Il risultato è un progressivo impoverimento del capitale umano, con effetti destinati a riflettersi sul mercato del lavoro, sul sistema produttivo e sulla sostenibilità del welfare.
In Campania quasi 180mila giovani in meno
Il fenomeno non riguarda soltanto Napoli.
Secondo il report della CGIA di Mestre, dal 2015 a oggi l’intera Campania ha perso quasi 180 mila giovani, confermando una tendenza che continua a interessare gran parte del Mezzogiorno.
La riduzione della popolazione in età giovanile rappresenta una delle principali sfide per il futuro della regione, chiamata a confrontarsi con l’invecchiamento della popolazione e con la crescente difficoltà nel trattenere le nuove generazioni.
Un tema centrale per il futuro del Paese
L’emigrazione giovanile continua a rappresentare una delle questioni più delicate per l’Italia. La partenza di migliaia di giovani, spesso altamente qualificati, comporta infatti una perdita di competenze, innovazione e capacità produttiva che incide direttamente sulla competitività del Paese.

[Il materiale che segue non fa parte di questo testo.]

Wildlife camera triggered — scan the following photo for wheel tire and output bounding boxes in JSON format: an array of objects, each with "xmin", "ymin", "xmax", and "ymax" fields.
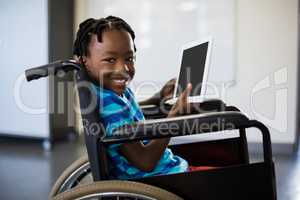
[
  {"xmin": 53, "ymin": 181, "xmax": 183, "ymax": 200},
  {"xmin": 49, "ymin": 155, "xmax": 89, "ymax": 198}
]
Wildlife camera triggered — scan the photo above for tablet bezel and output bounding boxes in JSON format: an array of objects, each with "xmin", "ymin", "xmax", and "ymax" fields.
[{"xmin": 173, "ymin": 37, "xmax": 213, "ymax": 102}]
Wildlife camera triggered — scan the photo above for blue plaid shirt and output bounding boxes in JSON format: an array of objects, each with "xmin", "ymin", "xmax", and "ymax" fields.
[{"xmin": 93, "ymin": 85, "xmax": 188, "ymax": 179}]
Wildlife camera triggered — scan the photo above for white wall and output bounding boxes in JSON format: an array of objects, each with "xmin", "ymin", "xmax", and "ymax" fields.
[
  {"xmin": 0, "ymin": 0, "xmax": 49, "ymax": 138},
  {"xmin": 226, "ymin": 0, "xmax": 298, "ymax": 144},
  {"xmin": 75, "ymin": 0, "xmax": 235, "ymax": 99},
  {"xmin": 76, "ymin": 0, "xmax": 298, "ymax": 147}
]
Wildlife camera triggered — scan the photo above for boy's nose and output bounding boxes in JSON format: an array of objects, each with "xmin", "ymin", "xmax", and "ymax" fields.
[{"xmin": 116, "ymin": 62, "xmax": 129, "ymax": 72}]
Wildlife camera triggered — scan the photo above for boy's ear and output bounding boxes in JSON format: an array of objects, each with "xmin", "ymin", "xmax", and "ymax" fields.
[{"xmin": 79, "ymin": 56, "xmax": 86, "ymax": 65}]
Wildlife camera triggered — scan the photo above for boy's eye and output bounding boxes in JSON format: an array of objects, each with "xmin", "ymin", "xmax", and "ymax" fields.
[
  {"xmin": 104, "ymin": 58, "xmax": 116, "ymax": 63},
  {"xmin": 126, "ymin": 56, "xmax": 135, "ymax": 62}
]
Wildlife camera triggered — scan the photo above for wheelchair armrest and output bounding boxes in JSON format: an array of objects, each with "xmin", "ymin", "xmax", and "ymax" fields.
[
  {"xmin": 141, "ymin": 99, "xmax": 227, "ymax": 119},
  {"xmin": 103, "ymin": 111, "xmax": 249, "ymax": 143},
  {"xmin": 101, "ymin": 111, "xmax": 272, "ymax": 162}
]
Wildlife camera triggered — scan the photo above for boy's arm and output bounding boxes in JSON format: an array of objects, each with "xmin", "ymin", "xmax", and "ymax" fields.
[{"xmin": 120, "ymin": 84, "xmax": 191, "ymax": 172}]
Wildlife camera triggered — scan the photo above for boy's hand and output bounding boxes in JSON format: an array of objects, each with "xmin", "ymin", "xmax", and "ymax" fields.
[
  {"xmin": 168, "ymin": 83, "xmax": 192, "ymax": 117},
  {"xmin": 159, "ymin": 78, "xmax": 176, "ymax": 101},
  {"xmin": 139, "ymin": 78, "xmax": 176, "ymax": 105}
]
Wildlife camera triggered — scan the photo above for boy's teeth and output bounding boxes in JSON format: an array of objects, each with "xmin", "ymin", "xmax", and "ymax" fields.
[{"xmin": 114, "ymin": 79, "xmax": 125, "ymax": 83}]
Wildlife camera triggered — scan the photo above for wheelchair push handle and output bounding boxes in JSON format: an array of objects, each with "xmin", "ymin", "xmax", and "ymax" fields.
[{"xmin": 25, "ymin": 60, "xmax": 81, "ymax": 81}]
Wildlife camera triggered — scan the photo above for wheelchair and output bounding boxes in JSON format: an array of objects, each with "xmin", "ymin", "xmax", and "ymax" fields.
[{"xmin": 25, "ymin": 60, "xmax": 277, "ymax": 200}]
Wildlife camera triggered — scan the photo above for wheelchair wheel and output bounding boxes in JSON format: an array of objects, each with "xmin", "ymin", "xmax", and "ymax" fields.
[
  {"xmin": 53, "ymin": 181, "xmax": 183, "ymax": 200},
  {"xmin": 49, "ymin": 155, "xmax": 93, "ymax": 198}
]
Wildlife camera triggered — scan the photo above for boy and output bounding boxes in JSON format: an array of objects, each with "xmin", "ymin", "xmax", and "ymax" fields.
[{"xmin": 73, "ymin": 16, "xmax": 191, "ymax": 179}]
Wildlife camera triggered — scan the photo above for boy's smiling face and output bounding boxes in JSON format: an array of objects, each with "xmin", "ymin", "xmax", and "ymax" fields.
[{"xmin": 83, "ymin": 30, "xmax": 135, "ymax": 95}]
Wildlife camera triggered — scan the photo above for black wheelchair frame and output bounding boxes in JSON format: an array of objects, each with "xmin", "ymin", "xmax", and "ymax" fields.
[{"xmin": 26, "ymin": 61, "xmax": 276, "ymax": 200}]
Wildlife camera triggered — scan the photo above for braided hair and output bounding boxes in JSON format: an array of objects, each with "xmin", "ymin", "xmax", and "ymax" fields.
[{"xmin": 73, "ymin": 16, "xmax": 136, "ymax": 60}]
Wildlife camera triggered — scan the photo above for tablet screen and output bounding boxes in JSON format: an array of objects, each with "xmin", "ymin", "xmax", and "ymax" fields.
[{"xmin": 176, "ymin": 42, "xmax": 209, "ymax": 97}]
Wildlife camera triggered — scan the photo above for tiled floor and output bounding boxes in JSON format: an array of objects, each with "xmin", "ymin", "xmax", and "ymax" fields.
[{"xmin": 0, "ymin": 135, "xmax": 300, "ymax": 200}]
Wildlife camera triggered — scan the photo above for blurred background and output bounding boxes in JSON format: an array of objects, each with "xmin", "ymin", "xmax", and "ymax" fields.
[{"xmin": 0, "ymin": 0, "xmax": 300, "ymax": 199}]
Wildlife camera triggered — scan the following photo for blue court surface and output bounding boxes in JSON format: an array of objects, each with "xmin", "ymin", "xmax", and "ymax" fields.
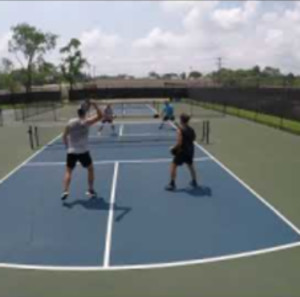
[
  {"xmin": 0, "ymin": 123, "xmax": 300, "ymax": 269},
  {"xmin": 106, "ymin": 103, "xmax": 157, "ymax": 116}
]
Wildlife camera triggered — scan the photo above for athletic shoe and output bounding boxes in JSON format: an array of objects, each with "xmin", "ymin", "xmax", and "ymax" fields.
[
  {"xmin": 190, "ymin": 180, "xmax": 199, "ymax": 188},
  {"xmin": 86, "ymin": 190, "xmax": 97, "ymax": 199},
  {"xmin": 61, "ymin": 191, "xmax": 69, "ymax": 200},
  {"xmin": 165, "ymin": 184, "xmax": 176, "ymax": 191}
]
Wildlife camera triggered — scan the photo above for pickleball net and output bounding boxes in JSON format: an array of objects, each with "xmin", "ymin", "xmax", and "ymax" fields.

Il rapporto della CGIA richiama l’attenzione sulla necessità di politiche capaci di creare occupazione stabile, valorizzare il talento dei giovani e offrire opportunità di crescita professionale, così da invertire una tendenza che negli ultimi anni ha svuotato molti territori delle loro energie migliori.
Per Napoli e per la Campania, i numeri confermano una realtà ormai consolidata: senza interventi efficaci sul lavoro, sullo sviluppo e sulle prospettive offerte alle nuove generazioni, il fenomeno dell’emigrazione giovanile rischia di continuare ad alimentare il declino demografico e sociale del territorio.